During last spring's primary elections, we followed the tallying process at Sulzer Library, 4455 N. Lincoln Ave., which served as the polling place for the 22nd and 45th precincts in the 47th Ward.

Here's how it works.

First step: the ballot count

Volunteer Ethan Moskal was given the task of counting the unused ballots, which would be added to the number of ballots cast as well as the number of "spoiled" ballots (ripped, incorrectly marked, etc.). The total would need to match the number of ballots on hand at the beginning of the day.

Ethan Moskal packs up a ballot station, which folds into a suitcase.

Step two: secure the ballots

Sara Carlson, a volunteer who's been working elections for more than a decade, opened the ballot box — where ballots land once voters feed them into the tallying machine.

The ballots were placed into a plastic bag, which was then sealed with tamper-proof tape. Next, the bag was zipped into a "transfer" box for transport to a "receiving station." There are 25 receiving stations in Chicago — one station serves two wards — which serve as collection hubs for precinct-level data.

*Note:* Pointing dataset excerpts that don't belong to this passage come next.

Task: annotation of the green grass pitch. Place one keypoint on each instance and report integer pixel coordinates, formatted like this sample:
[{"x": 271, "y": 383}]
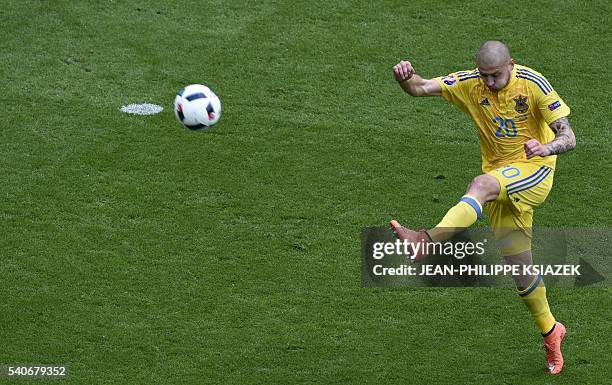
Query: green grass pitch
[{"x": 138, "y": 252}]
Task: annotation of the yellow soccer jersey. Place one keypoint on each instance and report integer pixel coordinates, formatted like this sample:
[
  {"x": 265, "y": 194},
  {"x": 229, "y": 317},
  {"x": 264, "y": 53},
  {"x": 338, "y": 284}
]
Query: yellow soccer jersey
[{"x": 508, "y": 118}]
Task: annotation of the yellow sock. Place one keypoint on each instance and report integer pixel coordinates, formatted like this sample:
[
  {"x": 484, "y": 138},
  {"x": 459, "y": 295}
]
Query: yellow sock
[
  {"x": 534, "y": 297},
  {"x": 459, "y": 217}
]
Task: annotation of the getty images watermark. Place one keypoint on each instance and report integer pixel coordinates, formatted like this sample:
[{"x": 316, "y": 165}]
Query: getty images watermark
[
  {"x": 459, "y": 251},
  {"x": 474, "y": 258}
]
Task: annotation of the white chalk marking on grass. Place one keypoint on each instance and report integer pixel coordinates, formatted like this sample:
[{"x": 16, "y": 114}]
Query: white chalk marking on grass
[{"x": 142, "y": 109}]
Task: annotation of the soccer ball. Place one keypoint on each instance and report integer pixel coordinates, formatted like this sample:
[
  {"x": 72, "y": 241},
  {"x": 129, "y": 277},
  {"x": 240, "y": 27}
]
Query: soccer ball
[{"x": 197, "y": 107}]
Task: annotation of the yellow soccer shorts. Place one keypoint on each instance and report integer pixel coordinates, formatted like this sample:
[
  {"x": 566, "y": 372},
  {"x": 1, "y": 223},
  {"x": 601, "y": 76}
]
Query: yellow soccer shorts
[{"x": 524, "y": 185}]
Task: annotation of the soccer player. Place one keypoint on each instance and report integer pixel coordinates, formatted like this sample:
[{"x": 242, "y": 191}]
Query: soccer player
[{"x": 522, "y": 125}]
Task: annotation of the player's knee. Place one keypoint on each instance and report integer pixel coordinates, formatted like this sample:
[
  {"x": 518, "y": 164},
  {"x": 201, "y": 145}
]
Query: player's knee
[{"x": 484, "y": 187}]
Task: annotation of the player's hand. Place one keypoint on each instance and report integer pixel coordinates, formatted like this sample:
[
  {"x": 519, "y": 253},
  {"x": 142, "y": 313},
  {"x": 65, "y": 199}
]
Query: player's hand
[
  {"x": 535, "y": 148},
  {"x": 403, "y": 71}
]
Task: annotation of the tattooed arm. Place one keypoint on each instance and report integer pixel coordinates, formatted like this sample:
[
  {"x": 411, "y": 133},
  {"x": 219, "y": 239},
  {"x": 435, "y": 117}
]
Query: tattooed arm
[{"x": 564, "y": 141}]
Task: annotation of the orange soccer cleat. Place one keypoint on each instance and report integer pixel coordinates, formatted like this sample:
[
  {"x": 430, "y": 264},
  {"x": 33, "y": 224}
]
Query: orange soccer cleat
[{"x": 552, "y": 345}]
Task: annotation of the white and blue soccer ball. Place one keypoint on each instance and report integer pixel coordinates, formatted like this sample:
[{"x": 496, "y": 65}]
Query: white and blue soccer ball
[{"x": 197, "y": 107}]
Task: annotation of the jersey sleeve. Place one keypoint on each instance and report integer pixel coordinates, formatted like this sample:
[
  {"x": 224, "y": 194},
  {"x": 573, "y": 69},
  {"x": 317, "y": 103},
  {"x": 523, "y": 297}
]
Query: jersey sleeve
[
  {"x": 550, "y": 104},
  {"x": 455, "y": 87}
]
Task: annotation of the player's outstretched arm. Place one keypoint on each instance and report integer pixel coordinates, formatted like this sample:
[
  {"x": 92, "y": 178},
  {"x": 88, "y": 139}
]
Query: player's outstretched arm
[
  {"x": 564, "y": 141},
  {"x": 413, "y": 83}
]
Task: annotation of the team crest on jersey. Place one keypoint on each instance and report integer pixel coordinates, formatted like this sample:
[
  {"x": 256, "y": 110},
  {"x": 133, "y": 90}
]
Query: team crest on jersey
[
  {"x": 449, "y": 80},
  {"x": 521, "y": 104}
]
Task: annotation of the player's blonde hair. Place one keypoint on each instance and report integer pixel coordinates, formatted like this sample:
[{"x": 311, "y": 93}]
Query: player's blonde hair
[{"x": 492, "y": 53}]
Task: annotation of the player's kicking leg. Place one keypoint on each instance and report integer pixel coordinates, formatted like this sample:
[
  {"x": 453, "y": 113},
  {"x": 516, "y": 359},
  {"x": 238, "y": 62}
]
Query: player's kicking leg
[{"x": 483, "y": 188}]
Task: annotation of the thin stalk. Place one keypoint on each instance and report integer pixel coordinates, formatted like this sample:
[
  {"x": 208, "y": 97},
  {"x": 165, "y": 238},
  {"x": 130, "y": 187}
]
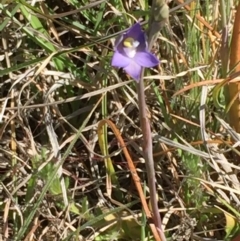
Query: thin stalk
[{"x": 158, "y": 15}]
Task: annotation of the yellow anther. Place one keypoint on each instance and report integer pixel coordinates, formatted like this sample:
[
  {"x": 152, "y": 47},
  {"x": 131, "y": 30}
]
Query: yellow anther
[{"x": 129, "y": 42}]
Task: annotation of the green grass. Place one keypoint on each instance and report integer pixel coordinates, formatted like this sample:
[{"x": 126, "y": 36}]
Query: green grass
[{"x": 58, "y": 83}]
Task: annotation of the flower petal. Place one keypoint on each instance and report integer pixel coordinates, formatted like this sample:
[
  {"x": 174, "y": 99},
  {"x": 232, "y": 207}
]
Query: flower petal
[
  {"x": 134, "y": 70},
  {"x": 146, "y": 59},
  {"x": 120, "y": 60},
  {"x": 118, "y": 41}
]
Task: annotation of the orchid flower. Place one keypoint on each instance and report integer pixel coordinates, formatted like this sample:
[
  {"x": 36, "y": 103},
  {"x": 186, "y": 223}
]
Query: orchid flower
[{"x": 131, "y": 52}]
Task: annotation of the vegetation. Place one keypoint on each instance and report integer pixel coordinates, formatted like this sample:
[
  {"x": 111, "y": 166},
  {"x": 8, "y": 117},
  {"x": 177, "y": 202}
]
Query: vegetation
[{"x": 68, "y": 117}]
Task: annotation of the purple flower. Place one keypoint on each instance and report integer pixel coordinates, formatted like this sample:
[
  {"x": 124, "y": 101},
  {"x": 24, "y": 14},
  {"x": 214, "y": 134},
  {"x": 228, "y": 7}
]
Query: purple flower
[{"x": 131, "y": 52}]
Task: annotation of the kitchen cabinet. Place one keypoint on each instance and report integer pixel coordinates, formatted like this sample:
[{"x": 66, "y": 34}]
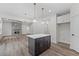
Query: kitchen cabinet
[{"x": 38, "y": 45}]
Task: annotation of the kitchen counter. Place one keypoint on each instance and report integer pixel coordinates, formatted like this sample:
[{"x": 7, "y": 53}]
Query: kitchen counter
[
  {"x": 37, "y": 35},
  {"x": 38, "y": 43}
]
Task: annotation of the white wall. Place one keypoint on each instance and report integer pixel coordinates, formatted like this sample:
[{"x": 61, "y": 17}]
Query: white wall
[
  {"x": 0, "y": 26},
  {"x": 25, "y": 29},
  {"x": 39, "y": 28},
  {"x": 52, "y": 28},
  {"x": 75, "y": 27},
  {"x": 63, "y": 33}
]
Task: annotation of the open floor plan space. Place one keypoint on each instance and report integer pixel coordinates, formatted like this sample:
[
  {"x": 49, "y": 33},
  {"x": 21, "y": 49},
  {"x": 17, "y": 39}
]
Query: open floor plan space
[
  {"x": 39, "y": 29},
  {"x": 18, "y": 46}
]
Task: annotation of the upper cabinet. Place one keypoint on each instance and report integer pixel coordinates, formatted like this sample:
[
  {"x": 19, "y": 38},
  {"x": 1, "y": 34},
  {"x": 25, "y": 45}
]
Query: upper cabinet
[{"x": 63, "y": 18}]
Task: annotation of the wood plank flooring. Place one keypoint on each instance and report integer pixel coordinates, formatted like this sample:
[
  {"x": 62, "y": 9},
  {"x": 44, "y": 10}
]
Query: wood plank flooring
[{"x": 18, "y": 46}]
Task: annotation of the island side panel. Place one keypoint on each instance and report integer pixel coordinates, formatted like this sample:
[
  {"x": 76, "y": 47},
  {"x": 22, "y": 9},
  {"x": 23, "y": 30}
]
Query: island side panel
[{"x": 31, "y": 46}]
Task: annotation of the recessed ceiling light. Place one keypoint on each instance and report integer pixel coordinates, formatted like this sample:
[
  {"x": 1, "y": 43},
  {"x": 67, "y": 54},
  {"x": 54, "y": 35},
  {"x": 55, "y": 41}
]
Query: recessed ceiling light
[
  {"x": 42, "y": 22},
  {"x": 50, "y": 11}
]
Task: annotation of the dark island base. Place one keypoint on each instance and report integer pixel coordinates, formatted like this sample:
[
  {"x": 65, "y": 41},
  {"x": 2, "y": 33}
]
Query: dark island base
[{"x": 39, "y": 45}]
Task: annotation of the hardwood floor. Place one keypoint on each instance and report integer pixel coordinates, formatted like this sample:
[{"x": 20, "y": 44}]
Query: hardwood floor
[{"x": 18, "y": 46}]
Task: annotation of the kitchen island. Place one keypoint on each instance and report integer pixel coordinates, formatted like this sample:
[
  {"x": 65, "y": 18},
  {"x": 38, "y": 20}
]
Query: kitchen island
[{"x": 38, "y": 43}]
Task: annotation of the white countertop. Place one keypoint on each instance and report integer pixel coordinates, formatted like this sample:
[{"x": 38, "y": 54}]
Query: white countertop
[{"x": 34, "y": 36}]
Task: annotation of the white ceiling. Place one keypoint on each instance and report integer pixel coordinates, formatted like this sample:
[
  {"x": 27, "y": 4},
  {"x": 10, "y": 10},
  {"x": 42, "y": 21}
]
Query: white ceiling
[{"x": 20, "y": 9}]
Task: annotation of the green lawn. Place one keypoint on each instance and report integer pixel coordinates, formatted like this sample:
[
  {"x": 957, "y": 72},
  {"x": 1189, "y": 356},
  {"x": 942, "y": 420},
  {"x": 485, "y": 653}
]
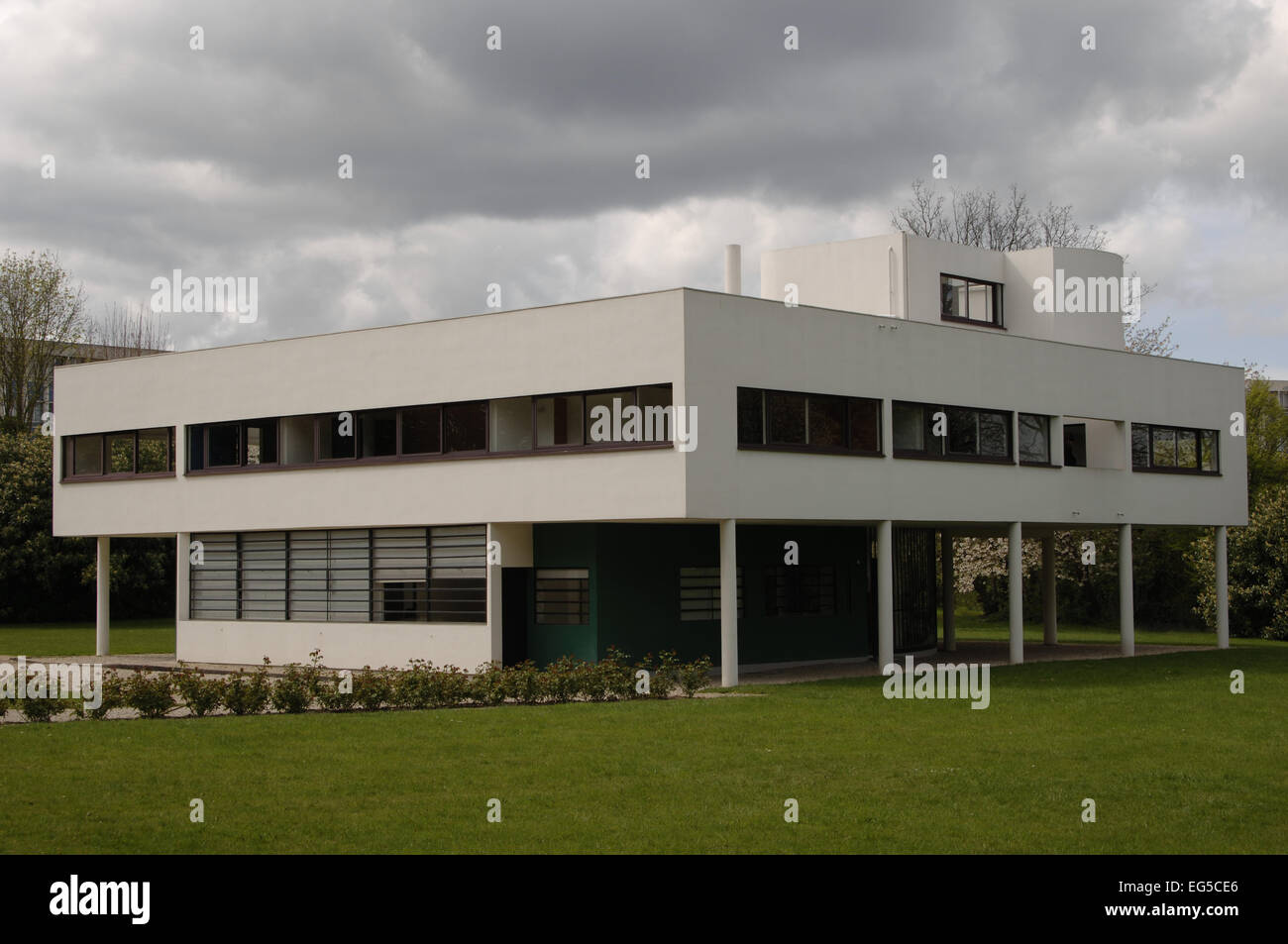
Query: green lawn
[
  {"x": 973, "y": 625},
  {"x": 77, "y": 639},
  {"x": 1175, "y": 763}
]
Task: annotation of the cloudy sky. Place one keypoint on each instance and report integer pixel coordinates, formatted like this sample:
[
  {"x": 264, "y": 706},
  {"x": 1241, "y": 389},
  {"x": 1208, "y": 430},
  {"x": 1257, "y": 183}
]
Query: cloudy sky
[{"x": 518, "y": 166}]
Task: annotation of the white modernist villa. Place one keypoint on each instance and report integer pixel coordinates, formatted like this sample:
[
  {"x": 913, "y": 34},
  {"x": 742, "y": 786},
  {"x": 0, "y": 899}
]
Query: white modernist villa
[{"x": 482, "y": 488}]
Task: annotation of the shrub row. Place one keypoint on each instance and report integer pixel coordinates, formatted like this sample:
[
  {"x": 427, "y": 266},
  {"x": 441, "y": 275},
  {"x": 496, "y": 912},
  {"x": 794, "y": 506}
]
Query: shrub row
[{"x": 421, "y": 685}]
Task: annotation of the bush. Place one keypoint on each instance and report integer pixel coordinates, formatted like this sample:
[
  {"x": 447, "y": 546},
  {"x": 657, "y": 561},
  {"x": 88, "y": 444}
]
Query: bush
[
  {"x": 114, "y": 697},
  {"x": 666, "y": 677},
  {"x": 330, "y": 690},
  {"x": 246, "y": 693},
  {"x": 294, "y": 690},
  {"x": 487, "y": 686},
  {"x": 563, "y": 679},
  {"x": 200, "y": 693},
  {"x": 617, "y": 675},
  {"x": 523, "y": 682},
  {"x": 373, "y": 687},
  {"x": 150, "y": 693},
  {"x": 694, "y": 677},
  {"x": 450, "y": 685}
]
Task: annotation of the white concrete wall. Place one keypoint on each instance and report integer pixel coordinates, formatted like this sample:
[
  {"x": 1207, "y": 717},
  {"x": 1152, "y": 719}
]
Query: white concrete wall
[
  {"x": 853, "y": 274},
  {"x": 735, "y": 343},
  {"x": 580, "y": 347},
  {"x": 344, "y": 646}
]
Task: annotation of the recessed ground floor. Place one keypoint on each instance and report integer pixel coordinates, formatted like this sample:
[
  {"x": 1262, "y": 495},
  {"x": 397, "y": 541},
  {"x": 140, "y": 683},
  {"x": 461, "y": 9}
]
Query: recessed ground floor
[{"x": 750, "y": 595}]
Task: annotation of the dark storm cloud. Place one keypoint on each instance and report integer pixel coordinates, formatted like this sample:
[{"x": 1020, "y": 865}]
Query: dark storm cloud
[{"x": 226, "y": 158}]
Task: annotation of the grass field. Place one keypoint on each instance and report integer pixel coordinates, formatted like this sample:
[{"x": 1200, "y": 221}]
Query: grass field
[
  {"x": 973, "y": 625},
  {"x": 129, "y": 636},
  {"x": 1175, "y": 763}
]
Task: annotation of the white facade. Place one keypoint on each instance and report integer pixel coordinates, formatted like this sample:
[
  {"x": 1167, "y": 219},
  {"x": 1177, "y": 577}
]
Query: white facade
[{"x": 868, "y": 326}]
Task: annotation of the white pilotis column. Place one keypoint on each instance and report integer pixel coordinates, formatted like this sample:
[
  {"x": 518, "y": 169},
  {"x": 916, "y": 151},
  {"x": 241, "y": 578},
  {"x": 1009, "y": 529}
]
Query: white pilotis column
[
  {"x": 1223, "y": 591},
  {"x": 103, "y": 614},
  {"x": 728, "y": 603},
  {"x": 1016, "y": 581},
  {"x": 885, "y": 594},
  {"x": 181, "y": 584},
  {"x": 949, "y": 601},
  {"x": 1126, "y": 603},
  {"x": 1048, "y": 627}
]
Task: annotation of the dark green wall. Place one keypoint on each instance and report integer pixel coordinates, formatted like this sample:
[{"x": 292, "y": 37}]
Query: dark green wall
[
  {"x": 566, "y": 545},
  {"x": 634, "y": 591}
]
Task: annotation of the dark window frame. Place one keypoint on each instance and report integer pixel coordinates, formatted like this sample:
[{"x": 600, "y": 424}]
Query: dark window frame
[
  {"x": 1019, "y": 452},
  {"x": 848, "y": 424},
  {"x": 1177, "y": 469},
  {"x": 68, "y": 447},
  {"x": 820, "y": 581},
  {"x": 441, "y": 455},
  {"x": 580, "y": 608},
  {"x": 709, "y": 583},
  {"x": 999, "y": 321},
  {"x": 941, "y": 455},
  {"x": 464, "y": 600}
]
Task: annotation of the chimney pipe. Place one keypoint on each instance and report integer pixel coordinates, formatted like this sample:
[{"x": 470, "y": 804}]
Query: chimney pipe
[{"x": 733, "y": 269}]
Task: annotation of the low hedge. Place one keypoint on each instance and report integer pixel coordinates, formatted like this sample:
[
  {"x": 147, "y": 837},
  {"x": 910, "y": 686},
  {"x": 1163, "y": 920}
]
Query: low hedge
[{"x": 420, "y": 685}]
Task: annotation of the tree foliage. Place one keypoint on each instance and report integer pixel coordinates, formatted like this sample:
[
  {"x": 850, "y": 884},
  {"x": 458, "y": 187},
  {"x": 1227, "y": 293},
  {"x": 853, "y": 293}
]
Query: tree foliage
[
  {"x": 46, "y": 577},
  {"x": 1258, "y": 570},
  {"x": 982, "y": 218},
  {"x": 42, "y": 316}
]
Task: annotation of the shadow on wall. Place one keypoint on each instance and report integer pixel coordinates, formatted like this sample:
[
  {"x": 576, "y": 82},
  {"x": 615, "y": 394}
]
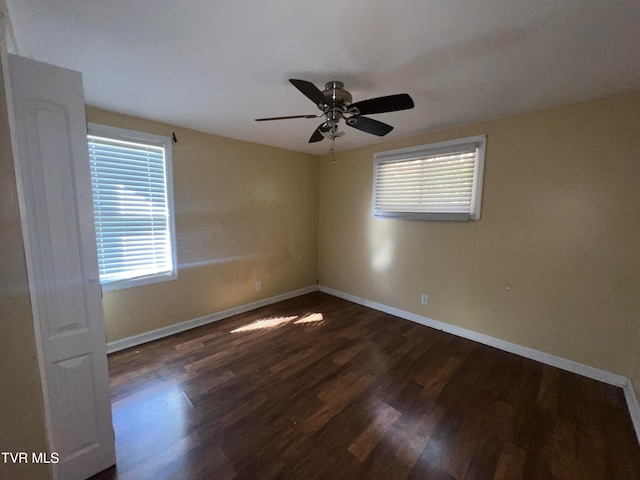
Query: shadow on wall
[{"x": 253, "y": 236}]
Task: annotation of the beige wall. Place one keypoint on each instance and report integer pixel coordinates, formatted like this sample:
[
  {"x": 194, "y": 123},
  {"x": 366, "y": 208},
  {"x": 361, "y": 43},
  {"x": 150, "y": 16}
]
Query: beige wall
[
  {"x": 554, "y": 262},
  {"x": 244, "y": 213},
  {"x": 22, "y": 422}
]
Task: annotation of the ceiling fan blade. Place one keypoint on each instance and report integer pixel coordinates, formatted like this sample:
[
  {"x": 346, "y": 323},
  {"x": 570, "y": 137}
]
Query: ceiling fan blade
[
  {"x": 390, "y": 103},
  {"x": 317, "y": 136},
  {"x": 369, "y": 125},
  {"x": 308, "y": 89},
  {"x": 287, "y": 117}
]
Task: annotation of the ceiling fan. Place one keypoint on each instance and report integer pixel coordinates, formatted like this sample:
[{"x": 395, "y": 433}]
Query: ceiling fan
[{"x": 335, "y": 103}]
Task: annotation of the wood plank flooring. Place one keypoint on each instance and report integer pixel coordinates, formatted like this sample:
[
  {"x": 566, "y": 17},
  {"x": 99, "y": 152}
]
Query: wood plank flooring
[{"x": 320, "y": 388}]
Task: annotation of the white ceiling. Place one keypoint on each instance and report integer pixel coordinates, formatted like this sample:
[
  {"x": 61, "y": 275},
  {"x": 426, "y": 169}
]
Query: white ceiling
[{"x": 215, "y": 65}]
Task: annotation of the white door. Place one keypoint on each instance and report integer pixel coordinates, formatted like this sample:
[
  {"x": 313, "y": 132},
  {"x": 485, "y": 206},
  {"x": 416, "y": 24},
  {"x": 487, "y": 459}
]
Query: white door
[{"x": 54, "y": 179}]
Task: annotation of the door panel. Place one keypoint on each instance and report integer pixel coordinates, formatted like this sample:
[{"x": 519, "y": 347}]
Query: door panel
[{"x": 55, "y": 180}]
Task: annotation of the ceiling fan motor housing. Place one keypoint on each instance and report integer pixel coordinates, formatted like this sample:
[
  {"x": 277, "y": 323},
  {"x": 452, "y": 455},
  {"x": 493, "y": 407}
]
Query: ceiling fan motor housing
[{"x": 336, "y": 94}]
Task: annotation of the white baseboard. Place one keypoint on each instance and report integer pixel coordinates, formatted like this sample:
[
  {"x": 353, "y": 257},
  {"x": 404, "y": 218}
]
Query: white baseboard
[
  {"x": 159, "y": 333},
  {"x": 542, "y": 357},
  {"x": 634, "y": 408}
]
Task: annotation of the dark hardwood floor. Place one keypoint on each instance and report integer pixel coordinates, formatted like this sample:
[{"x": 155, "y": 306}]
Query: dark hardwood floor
[{"x": 320, "y": 388}]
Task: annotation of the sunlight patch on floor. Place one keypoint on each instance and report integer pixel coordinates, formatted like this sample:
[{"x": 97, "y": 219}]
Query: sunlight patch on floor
[
  {"x": 265, "y": 323},
  {"x": 310, "y": 318}
]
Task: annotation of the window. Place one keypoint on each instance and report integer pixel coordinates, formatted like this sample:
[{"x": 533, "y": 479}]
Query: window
[
  {"x": 131, "y": 178},
  {"x": 439, "y": 181}
]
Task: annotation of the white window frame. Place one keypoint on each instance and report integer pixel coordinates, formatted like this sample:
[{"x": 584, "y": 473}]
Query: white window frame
[
  {"x": 430, "y": 150},
  {"x": 157, "y": 141}
]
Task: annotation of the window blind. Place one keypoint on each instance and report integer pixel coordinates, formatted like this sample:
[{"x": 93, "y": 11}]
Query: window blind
[
  {"x": 440, "y": 182},
  {"x": 131, "y": 209}
]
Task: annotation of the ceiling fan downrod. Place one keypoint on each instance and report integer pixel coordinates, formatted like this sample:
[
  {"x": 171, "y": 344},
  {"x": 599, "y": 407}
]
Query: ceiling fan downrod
[{"x": 335, "y": 104}]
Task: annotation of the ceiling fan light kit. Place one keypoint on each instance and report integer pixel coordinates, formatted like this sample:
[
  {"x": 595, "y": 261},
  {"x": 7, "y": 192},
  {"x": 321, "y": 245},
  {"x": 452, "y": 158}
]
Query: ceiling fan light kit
[{"x": 335, "y": 103}]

Ballot bags are only opened in the event a recount is needed, according to Jack Lydon, a poll watcher and former 47th Ward committeeman.

Paper ballots are sealed and transported to a "receiving station." [All photos DNAinfo/Patty Wetli]

Step three: count the votes

Long gone are the days when poll workers manually counted votes.

Today, ballots are tallied electronically. Both the touch-screen voting machines and the paper ballot readers churn out total vote counts on paper tapes that look much like cash register receipts.

Though results provide a snapshot of just hundreds of voters, precinct-level tallies are a "good indication of what the ward will do," Lydon said.

These tapes are then sealed in an envelope.

Step four: transmit the voting data

So how are vote totals available so quickly?

The paper reader's information is stored in a data pack and the touch-screen votes are stored in a USB memory stick. Both are hooked up to a cellular transmitter that merges votes from the two machines and sends the precinct total to election central, where the results are tallied city-wide.

The ballot reader (atop the ballot box) spits out a paper tape of vote tallies. The reader's data pack is attached to a transmitter, and the votes are sent to election central.

If there's going to be a glitch in the process, data transmission is a likely point of failure. At Sulzer, the 45th precinct cell receiver was on the fritz during our observation and was unable to transmit or print a merged vote total.

The data pack was taken to the receiving station — Coonley Elementary, in the case of the 47th Ward — where it could be read by a different transmitter.

An hour after the polls closed, the election judges were still dotting i's and crossing t's — well into the 14th hour of a day that started before 6 a.m.

"You see your neighbors, you feel part of the community," said Carlson. "I appreciate being part of the democratic process."